Most shareholders don’t think like that, of course. Most are careless with their power. They just buy their shares and go along with the program. Most of them don’t know what that program is. They figure that if they’re buying shares in a widget company, that company will keep paying its employees to make widgets and sell them to its customers. They don’t see that they have any particular power beyond just the ability to be part of that arrangement.
Savvy players know their power. They know that if they can control enough shares, they can do whatever they want to that corporation and pocket the proceeds. They can turn the company on its head, strip the assets, raid the pension funds, fire all the employees, and leave the whole thing on the scrap heap, and head off to their penthouses with pockets full of cash. Hedge funds and private equity investors do this all the time.
That’s why stocks have value. Because those who have them have a vote in the disposition of a valuable asset. Roughly speaking, the value of a share of stock is equal to the value of the company divided by the number of shares outstanding. General Motors, for instance, has issued 1.4 billion shares, which are worth $43 dollars each, so the whole enterprise is worth $60 billion.
Not every American has the right to vote as a company stockholder, because not every American owns stocks. But every American over the age of 18 has the right to vote as a citizen. And gives them the same total control over the country and everything in it as a corporate shareholder has over the company. Absolute power.
(Ah, but what about the Constitution, you say? Easy: The people have the power to change the Constitution using their votes. There is no functional restriction on the power of voters in a democracy.)
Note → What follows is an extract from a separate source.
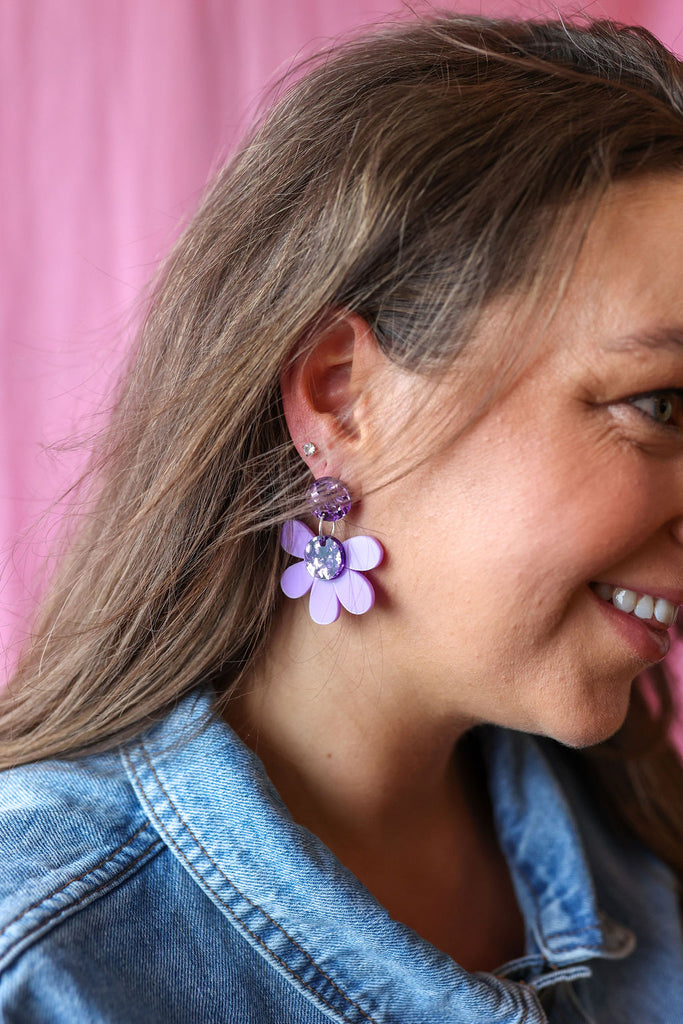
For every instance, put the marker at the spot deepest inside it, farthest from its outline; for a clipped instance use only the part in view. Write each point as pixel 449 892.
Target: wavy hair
pixel 414 174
Economists tell us that the total financial value of the United States, public and private, is on the order of $123 trillion. This wealth falls under the absolute power of those 200 million voters. This means that voters command, collectively, $615,000 per person. For the average American household with two voters, that’s $1,230,000.
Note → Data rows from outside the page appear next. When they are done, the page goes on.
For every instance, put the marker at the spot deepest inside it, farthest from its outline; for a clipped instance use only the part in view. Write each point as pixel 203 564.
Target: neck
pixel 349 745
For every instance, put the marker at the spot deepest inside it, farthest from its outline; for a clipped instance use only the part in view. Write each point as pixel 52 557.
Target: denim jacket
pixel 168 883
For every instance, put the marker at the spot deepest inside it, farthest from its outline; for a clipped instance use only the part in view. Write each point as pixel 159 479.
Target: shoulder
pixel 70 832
Most Americans see no benefit from this. Like careless shareholders, most American voters are blind to the power they command. They don’t know they have it, and if they realized it, they would be horrified at the notion of using it.
This is not their fault. The entire American political system has long been geared around making sure that people don’t realize that they have this wealth and power, and making extra sure that they don’t use it. Americans are trained from birth that property rights are sacred, and that when the government gives money to people this is socialism, which is another name for communism, which is another name for Satan worship.
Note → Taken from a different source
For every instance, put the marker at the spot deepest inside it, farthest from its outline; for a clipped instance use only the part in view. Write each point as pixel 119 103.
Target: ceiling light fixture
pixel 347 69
But just as there are savvy shareholders, there are savvy citizens, too. They understand their power, and they use it to maximum advantage. It’s simply a matter of changing the law so that more of the collective value of the economy flows into their pockets. This can take the form of cutting taxes, or making it easier to exploit people, or just simply writing checks. Done properly, this means that all of the nation’s wealth will wind up in the hands of the savvy citizens. No wonder that during the pandemic, while most Americans teetered on the brink of catastrophe, the country’s 614 billionaires saw their wealth increase in value by $931 billion.
The great feat of American politics has been the savvy fraction’s success in convincing careless voters that it is wrong and bad for them to benefit personally from the country’s wealth, while they themselves nakedly behave to the contrary.
What would happen if America’s careless citizens were somehow to become savvy? It’s not too hard to imagine, because America used to be a country like this, and many developed nations are today. Healthcare would be universal and free. Education would be universal and free right up through college and beyond. Families would be protected and provided with the means they need to raise their children. People wouldn’t spend their lives burdened with debt and fearful that their a serious illness away from losing everything. Workers would have a say in how they were treated and how the profits from their labor was distributed.
Perhaps most importantly, politics and the media wouldn’t be totally under the control of the savvy citizens who know that, if the careless voters realize how much power they had, there would be less for themselves to hoard.